Comment from chriscf on 7 June 2011 at 17:34
@devonshire: From what I can gather, most complaints have been resolved informally, meaning without the need to resort to legal action. For most, this has been a relief, because there's no certainty as to how any such action would turn out. The one thing we do know for certain is that if the violator is in the US and has rendered their own map from our data, we'd have no chance under CC-BY-SA.
@stevage: "Dismissing the complaints of "the Australians", who will lose vast amounts of data (myself, hundreds of hours of work) as "FUDing trolls" is not good faith."
1. Some seem to think that having traced from NearMap means they can't agree to contribute under the new terms.
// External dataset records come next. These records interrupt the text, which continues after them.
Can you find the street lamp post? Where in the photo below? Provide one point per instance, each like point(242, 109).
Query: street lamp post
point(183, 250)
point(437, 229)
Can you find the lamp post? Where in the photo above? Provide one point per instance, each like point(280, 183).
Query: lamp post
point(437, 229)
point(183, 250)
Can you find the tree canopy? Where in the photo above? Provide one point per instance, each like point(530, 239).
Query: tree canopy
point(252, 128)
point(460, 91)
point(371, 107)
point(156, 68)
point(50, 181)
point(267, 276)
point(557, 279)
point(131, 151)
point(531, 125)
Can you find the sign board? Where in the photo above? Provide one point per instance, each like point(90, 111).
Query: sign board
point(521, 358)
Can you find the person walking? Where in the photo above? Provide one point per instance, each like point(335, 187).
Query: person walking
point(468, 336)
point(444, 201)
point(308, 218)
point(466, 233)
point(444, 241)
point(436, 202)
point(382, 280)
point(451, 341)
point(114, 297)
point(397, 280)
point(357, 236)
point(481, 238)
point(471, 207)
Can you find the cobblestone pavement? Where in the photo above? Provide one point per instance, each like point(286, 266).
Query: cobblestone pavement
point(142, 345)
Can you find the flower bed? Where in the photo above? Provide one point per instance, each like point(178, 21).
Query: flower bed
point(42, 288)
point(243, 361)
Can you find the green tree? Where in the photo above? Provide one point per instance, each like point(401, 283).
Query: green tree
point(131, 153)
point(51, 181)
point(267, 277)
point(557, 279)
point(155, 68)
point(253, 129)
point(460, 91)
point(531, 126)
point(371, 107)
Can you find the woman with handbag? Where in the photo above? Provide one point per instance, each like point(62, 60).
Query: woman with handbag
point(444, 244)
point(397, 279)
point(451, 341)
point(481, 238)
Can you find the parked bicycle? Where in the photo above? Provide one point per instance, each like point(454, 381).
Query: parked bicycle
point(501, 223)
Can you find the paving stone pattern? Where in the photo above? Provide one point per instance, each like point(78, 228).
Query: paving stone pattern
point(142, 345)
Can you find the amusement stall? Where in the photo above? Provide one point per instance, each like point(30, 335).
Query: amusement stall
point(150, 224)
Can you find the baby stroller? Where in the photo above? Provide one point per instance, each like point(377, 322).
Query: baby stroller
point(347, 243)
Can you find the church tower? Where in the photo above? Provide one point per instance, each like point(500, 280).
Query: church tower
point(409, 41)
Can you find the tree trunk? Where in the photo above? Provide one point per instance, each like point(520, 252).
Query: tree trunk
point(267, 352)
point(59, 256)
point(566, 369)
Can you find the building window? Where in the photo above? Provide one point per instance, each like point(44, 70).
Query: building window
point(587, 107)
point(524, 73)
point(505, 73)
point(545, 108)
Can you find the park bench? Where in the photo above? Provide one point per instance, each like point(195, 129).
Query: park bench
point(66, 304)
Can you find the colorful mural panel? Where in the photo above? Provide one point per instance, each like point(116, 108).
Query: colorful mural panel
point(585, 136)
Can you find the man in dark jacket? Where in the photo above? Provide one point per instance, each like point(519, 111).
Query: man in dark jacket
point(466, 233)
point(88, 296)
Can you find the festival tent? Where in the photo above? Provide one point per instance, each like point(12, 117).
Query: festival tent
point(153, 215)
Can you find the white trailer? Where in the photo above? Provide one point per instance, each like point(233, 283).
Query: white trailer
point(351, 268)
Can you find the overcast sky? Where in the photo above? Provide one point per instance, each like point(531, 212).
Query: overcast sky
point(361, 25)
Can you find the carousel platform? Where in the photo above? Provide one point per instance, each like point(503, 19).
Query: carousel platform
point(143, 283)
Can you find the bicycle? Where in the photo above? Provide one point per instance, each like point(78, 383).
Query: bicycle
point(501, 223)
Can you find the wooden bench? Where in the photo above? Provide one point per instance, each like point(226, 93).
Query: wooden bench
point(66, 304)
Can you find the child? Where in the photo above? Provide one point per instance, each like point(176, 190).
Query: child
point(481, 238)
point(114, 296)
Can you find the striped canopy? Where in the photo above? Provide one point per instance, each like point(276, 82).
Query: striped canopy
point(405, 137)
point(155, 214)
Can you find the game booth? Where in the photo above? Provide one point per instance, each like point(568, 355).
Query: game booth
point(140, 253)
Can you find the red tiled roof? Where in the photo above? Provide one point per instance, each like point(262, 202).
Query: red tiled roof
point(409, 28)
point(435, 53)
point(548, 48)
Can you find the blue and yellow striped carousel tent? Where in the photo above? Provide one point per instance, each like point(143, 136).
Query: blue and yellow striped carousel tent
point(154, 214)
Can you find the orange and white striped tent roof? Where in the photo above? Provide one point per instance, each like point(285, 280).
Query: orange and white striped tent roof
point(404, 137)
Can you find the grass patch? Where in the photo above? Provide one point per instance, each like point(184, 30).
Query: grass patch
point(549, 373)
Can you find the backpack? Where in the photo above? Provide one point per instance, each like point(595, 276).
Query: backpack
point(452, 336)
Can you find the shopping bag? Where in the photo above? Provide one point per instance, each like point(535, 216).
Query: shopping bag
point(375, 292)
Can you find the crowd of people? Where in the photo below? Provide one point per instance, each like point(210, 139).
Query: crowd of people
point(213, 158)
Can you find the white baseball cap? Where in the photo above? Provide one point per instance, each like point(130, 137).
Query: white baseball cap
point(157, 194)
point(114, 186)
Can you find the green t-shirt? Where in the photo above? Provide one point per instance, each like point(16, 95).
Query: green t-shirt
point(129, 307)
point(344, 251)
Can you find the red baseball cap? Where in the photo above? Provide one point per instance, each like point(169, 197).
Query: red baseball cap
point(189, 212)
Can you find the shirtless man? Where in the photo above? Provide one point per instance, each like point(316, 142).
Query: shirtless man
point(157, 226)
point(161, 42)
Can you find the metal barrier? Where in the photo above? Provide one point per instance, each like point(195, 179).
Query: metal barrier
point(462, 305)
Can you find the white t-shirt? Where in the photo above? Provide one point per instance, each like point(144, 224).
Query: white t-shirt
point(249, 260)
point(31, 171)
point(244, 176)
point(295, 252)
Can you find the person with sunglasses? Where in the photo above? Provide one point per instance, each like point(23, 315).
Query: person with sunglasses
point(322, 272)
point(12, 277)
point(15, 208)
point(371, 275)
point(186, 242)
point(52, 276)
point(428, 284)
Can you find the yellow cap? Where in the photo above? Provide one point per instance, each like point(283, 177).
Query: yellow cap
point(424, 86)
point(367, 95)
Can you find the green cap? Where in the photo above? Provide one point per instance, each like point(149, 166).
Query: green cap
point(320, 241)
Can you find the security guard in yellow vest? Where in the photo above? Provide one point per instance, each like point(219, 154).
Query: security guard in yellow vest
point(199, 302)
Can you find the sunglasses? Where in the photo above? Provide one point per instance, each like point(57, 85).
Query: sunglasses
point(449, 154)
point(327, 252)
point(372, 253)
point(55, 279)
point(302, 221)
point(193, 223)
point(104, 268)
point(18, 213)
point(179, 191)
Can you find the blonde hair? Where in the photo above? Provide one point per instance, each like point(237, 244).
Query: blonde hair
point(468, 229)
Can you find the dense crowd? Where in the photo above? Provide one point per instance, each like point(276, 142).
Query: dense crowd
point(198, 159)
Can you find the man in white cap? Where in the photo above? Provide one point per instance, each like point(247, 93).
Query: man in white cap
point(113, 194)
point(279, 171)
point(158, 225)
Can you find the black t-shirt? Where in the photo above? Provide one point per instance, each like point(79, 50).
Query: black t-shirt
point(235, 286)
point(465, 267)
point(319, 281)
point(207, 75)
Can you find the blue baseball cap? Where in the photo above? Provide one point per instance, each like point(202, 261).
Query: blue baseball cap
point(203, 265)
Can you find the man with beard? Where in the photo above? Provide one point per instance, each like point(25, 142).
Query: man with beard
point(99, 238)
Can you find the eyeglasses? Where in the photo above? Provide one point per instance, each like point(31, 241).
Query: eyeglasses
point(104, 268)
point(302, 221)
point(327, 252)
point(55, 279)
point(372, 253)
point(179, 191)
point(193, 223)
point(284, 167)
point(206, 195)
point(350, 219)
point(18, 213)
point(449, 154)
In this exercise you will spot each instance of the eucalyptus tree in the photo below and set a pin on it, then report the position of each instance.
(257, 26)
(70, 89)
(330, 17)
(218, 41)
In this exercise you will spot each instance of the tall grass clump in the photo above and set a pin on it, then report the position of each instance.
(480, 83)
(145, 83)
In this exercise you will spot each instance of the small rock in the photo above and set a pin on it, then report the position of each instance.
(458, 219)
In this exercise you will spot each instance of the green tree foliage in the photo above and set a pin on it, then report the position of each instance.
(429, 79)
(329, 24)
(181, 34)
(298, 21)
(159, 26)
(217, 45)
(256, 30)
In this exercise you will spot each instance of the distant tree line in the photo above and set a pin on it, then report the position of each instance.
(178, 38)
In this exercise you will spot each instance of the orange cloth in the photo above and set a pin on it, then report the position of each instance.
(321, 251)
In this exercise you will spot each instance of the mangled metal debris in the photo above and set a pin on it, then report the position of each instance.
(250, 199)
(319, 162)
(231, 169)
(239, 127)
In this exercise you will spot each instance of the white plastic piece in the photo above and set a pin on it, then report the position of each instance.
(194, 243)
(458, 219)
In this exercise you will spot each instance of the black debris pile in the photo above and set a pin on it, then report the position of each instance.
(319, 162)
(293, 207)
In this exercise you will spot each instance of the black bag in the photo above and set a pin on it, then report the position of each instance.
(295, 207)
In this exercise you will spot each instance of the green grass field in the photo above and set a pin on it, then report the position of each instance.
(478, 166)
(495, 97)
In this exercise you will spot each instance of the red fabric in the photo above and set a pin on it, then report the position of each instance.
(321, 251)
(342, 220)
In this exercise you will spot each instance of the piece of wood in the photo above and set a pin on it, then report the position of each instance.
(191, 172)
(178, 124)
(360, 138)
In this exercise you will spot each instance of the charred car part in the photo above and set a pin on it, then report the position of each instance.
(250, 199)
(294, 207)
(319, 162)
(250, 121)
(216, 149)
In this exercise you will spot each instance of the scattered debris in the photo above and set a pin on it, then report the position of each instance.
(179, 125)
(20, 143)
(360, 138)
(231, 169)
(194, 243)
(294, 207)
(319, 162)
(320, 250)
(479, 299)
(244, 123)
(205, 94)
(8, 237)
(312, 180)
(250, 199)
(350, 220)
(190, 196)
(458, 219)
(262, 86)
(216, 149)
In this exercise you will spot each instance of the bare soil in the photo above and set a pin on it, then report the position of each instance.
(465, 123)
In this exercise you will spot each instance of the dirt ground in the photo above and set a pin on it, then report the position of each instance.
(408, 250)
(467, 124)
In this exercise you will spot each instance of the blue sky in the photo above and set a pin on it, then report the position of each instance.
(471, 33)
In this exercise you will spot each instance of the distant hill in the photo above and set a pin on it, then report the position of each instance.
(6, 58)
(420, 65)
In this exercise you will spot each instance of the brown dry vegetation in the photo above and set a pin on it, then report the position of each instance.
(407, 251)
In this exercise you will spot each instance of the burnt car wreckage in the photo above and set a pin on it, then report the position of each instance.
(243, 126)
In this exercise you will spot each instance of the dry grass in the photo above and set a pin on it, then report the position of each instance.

They're idiots for thinking it, and even bigger idiots for ignoring all attempts to correct them.
2. The main reason you're losing hundreds of hours of work is that some idiot decided to negotiate an agreement on CC-BY-SA long after steps were afoot to make a change. That's like buying new furniture for your home to match the decor when you're about to move out.
As for the suggestion that these people aren't FUDing, I defy you to present a single cogent argument from the likes of 80n or JohnSmith that wasn't FUD.